Thursday, June 21, 2007

Dewmonstrations Against Suspension of Female Legislator

Parliament's rules prohibit legislators from criticising one another! What sort of idiotic rule is that! If Canada's legislators were suspended each time they criticised another legislator then parliament would be empty!

New protest against suspension of Afghan female MP
May 30, 2007




KABUL -- About 300 people marched through the Afghan capital Kabul Wednesday in the latest in a series of countrywide demonstrations against parliament's removal this month of an outspoken woman legislator.

Men and women, a handful of them hidden beneath blue burqas, shouted slogans in support of Malalai Joya and praised her criticism of fellow MPs who played a role in the 1992-96 civil war that left 80,000 dead in Kabul alone.

Marchers chanted "Down with fundamentalists, down with criminals who are in parliament" as they marched past offices of the United Nations and government ministries.

"She is the only person who is fighting against the warlords - these people who had killed Afghan people during their war," said one protestor, a bearded and elderly farmer named Shah Hussein, from the southern province of Kandahar.

The lower house of parliament suspended Joya, 28, May 21 until parliament is dissolved before the 2010 parliamentary elections after she was shown in a television interview comparing parliament to a stable.

Human Rights Watch said days later that while parliament's rules forbid lawmakers from criticizing one another, MPs had regularly done so without anyone else having been suspended.

Many seats of the parliament elected in 2005 are filled by former heroes of the anti-Soviet resistance accused of rights abuses and war crimes in the subsequent civil war.
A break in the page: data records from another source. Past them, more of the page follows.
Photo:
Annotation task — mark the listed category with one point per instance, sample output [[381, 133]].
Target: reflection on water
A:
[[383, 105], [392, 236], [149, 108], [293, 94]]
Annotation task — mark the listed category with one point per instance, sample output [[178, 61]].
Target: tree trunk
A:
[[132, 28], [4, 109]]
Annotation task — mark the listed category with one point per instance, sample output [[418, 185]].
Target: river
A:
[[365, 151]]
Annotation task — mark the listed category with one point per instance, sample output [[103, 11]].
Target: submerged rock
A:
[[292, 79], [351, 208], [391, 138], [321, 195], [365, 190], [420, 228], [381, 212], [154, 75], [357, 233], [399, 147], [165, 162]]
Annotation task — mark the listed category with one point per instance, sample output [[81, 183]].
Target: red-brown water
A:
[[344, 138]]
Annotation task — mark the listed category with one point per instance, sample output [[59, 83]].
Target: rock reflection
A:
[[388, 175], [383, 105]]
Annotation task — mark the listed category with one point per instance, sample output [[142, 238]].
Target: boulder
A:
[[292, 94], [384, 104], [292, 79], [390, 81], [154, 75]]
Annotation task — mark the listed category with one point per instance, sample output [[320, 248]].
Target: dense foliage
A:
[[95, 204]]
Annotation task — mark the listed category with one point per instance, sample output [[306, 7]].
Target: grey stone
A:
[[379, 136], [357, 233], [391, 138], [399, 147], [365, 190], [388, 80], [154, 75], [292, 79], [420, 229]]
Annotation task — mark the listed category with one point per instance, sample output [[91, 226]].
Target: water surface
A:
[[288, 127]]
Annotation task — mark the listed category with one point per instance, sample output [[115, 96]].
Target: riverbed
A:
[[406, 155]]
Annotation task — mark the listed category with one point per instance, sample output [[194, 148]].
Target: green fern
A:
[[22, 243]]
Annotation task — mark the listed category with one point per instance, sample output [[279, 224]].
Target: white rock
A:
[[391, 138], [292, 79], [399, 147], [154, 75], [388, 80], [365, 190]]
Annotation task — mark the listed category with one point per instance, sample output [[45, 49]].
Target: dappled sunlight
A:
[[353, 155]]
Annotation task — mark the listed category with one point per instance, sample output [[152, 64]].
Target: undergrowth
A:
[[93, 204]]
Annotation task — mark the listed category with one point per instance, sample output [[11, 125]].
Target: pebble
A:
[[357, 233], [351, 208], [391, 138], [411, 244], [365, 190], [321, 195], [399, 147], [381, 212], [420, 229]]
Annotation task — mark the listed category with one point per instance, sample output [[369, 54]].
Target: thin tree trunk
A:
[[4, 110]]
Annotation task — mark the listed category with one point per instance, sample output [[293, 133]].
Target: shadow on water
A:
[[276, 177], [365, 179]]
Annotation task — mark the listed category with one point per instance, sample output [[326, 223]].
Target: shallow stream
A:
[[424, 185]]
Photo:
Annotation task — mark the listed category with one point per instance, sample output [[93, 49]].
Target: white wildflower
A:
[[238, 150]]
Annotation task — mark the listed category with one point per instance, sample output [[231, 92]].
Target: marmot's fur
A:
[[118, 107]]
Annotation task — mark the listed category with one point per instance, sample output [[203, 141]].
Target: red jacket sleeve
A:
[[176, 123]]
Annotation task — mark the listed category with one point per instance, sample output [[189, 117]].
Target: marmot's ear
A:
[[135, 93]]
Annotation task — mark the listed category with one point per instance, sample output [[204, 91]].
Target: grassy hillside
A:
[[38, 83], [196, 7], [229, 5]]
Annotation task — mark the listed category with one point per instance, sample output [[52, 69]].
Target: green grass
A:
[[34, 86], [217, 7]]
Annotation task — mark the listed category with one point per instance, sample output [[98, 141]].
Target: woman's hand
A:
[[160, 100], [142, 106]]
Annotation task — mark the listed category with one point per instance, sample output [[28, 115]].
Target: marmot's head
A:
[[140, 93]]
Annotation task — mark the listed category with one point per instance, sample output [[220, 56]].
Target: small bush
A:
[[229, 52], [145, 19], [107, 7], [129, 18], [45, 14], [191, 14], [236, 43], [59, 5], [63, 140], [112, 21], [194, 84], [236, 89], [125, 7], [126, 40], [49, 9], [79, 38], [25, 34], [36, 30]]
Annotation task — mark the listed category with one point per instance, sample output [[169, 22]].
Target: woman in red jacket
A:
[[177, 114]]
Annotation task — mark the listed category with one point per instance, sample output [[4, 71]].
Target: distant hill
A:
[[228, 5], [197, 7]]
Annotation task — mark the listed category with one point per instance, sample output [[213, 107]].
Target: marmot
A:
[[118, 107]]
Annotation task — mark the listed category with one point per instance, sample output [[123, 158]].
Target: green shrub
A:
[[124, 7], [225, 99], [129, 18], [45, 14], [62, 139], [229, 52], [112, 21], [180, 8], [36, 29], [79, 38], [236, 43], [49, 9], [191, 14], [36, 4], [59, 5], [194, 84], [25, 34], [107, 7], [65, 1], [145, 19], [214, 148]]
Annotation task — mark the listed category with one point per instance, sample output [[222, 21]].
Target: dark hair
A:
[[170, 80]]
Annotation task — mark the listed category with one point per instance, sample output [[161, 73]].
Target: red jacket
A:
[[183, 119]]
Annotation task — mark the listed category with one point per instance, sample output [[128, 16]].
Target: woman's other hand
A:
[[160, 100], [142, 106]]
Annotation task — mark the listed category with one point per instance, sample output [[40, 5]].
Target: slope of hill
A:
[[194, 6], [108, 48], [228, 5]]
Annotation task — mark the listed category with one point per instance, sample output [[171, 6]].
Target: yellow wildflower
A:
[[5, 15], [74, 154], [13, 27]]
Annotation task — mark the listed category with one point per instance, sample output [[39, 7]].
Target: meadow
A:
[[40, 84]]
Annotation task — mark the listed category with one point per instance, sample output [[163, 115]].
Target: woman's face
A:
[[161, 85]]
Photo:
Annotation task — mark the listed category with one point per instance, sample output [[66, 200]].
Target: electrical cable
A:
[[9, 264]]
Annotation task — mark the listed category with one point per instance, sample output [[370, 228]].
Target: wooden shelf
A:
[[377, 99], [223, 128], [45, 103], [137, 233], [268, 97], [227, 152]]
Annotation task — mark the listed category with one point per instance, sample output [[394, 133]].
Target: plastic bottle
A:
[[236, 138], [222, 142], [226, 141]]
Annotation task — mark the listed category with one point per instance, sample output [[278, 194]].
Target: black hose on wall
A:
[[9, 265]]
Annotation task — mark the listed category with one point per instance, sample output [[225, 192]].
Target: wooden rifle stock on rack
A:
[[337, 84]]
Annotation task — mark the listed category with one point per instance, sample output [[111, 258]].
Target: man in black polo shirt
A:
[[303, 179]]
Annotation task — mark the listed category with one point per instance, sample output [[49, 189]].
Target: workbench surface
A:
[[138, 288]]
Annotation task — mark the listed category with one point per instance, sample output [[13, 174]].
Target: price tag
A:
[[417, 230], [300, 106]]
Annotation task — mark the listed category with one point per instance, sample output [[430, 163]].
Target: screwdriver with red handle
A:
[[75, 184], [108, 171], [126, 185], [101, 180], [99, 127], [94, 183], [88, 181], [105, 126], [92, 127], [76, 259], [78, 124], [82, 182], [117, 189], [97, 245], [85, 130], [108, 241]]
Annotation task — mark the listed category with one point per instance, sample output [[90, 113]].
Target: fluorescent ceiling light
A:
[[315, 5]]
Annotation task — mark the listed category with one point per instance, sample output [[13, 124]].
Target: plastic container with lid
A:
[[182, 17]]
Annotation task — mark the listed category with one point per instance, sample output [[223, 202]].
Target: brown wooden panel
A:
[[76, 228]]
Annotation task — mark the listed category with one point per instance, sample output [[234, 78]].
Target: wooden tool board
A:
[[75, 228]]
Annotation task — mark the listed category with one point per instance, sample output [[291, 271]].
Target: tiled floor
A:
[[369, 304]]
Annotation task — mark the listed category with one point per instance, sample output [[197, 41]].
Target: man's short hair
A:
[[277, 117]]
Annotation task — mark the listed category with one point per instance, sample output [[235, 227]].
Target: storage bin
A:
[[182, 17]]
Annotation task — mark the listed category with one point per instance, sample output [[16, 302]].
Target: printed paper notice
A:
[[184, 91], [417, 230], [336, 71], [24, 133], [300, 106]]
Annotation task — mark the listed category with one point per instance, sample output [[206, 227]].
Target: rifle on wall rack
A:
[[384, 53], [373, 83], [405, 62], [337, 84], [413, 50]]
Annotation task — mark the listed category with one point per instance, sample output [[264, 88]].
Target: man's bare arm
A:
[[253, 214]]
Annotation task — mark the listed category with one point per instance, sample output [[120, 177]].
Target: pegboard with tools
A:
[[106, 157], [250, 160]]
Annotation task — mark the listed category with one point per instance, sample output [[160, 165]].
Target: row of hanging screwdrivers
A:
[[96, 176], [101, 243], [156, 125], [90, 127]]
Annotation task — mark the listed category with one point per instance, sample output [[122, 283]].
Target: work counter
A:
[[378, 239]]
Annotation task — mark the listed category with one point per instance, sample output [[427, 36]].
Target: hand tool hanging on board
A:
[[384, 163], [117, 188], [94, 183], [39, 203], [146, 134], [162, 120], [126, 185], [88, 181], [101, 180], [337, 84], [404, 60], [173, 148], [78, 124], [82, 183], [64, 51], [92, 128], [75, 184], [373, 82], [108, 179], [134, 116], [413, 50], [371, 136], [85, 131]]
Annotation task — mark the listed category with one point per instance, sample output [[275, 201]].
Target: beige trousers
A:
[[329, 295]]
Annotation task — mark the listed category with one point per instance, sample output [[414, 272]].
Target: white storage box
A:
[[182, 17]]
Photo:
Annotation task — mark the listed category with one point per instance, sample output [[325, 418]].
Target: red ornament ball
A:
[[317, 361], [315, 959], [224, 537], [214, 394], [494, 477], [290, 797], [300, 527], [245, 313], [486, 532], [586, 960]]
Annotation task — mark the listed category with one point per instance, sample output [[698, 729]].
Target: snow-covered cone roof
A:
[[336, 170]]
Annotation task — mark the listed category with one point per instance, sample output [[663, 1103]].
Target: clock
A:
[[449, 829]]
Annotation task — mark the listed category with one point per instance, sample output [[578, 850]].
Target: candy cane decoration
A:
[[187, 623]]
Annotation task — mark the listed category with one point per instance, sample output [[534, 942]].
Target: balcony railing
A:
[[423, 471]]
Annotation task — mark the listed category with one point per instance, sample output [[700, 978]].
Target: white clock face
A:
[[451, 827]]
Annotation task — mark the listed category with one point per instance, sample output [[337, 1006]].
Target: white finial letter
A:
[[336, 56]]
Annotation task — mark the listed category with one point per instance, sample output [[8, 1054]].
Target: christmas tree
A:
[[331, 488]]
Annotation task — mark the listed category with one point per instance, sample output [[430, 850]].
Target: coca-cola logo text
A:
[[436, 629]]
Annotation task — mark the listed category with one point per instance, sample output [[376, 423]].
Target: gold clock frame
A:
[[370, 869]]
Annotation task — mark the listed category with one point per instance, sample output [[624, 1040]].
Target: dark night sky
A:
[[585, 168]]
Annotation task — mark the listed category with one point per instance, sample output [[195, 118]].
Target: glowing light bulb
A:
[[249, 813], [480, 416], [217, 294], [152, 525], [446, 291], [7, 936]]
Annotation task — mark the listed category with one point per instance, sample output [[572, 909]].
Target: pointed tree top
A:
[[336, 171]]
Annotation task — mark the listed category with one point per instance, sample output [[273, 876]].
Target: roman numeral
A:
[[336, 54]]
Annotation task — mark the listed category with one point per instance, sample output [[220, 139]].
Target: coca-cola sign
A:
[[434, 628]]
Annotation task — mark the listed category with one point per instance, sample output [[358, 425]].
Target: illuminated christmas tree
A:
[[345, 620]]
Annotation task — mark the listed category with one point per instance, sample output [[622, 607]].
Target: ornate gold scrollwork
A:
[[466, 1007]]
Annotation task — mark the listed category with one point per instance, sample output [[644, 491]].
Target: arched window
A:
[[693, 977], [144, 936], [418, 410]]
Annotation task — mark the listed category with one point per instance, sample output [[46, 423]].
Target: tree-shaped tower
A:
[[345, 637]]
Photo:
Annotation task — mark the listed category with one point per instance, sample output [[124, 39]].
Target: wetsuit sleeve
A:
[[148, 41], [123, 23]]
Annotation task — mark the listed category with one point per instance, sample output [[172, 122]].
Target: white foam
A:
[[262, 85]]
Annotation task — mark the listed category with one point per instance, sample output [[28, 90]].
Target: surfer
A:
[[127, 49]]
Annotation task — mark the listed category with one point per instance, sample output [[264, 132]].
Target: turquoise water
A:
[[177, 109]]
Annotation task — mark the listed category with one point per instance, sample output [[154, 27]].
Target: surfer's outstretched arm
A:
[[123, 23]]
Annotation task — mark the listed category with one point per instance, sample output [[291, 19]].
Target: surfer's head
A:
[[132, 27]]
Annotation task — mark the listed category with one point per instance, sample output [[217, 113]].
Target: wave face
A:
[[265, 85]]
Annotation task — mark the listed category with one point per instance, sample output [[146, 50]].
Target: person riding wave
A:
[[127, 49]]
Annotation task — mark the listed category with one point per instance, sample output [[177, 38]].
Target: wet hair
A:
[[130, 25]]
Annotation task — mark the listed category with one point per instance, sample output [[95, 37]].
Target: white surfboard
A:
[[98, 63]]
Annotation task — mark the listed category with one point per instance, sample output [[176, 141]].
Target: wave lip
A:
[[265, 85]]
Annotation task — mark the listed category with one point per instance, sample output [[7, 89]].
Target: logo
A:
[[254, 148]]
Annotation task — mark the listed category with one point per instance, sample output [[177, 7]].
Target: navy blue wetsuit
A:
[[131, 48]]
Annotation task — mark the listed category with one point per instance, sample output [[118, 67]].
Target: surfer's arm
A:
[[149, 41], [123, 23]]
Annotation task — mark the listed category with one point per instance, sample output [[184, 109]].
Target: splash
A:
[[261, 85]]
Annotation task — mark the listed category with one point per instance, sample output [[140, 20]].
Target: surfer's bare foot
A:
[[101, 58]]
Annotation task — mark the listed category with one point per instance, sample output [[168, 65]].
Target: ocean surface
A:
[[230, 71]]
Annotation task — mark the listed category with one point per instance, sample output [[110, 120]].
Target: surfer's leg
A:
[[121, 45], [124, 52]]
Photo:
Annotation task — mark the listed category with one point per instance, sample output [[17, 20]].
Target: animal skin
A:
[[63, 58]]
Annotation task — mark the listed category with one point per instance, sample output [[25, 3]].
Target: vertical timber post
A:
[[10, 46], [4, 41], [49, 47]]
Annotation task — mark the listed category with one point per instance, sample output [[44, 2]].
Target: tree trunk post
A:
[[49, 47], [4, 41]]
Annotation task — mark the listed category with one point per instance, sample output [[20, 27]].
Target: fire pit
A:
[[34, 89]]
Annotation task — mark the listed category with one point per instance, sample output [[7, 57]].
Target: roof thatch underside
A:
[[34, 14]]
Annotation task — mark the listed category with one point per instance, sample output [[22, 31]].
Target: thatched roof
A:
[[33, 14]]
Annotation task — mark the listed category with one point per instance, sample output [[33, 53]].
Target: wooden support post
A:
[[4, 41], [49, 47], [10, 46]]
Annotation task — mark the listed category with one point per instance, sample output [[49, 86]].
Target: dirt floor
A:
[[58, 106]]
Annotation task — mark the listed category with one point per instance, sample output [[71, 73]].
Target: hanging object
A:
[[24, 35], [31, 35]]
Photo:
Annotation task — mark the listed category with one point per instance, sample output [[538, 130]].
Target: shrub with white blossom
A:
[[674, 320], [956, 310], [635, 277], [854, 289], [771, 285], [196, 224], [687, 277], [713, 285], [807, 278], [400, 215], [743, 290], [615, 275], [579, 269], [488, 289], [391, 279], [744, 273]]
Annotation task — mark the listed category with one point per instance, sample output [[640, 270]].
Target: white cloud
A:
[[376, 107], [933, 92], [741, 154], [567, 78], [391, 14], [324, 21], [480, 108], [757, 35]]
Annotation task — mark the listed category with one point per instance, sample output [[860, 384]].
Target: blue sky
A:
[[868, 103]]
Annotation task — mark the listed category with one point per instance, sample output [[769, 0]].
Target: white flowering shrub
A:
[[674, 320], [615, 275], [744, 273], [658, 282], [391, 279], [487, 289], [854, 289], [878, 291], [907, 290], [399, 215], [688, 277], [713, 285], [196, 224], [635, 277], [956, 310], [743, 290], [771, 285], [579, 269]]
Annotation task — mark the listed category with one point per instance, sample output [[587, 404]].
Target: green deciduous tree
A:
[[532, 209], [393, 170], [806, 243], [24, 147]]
They are still powerful.

"Some people in parliament are against peace in Afghanistan," said a young teacher, Aria Ahmad. "She says things as they are."

A declaration distributed by organizers of the march said that parliament's "unjust action" had caused "nationwide anger."

Joya, who was elected in her home province of Farah in the 2005 parliamentary polls, was "the rightful representative of her people and no person or organization has the right to suspend her," it said.

There have been a series of small demonstrations in support of Joya in a handful of towns across the country.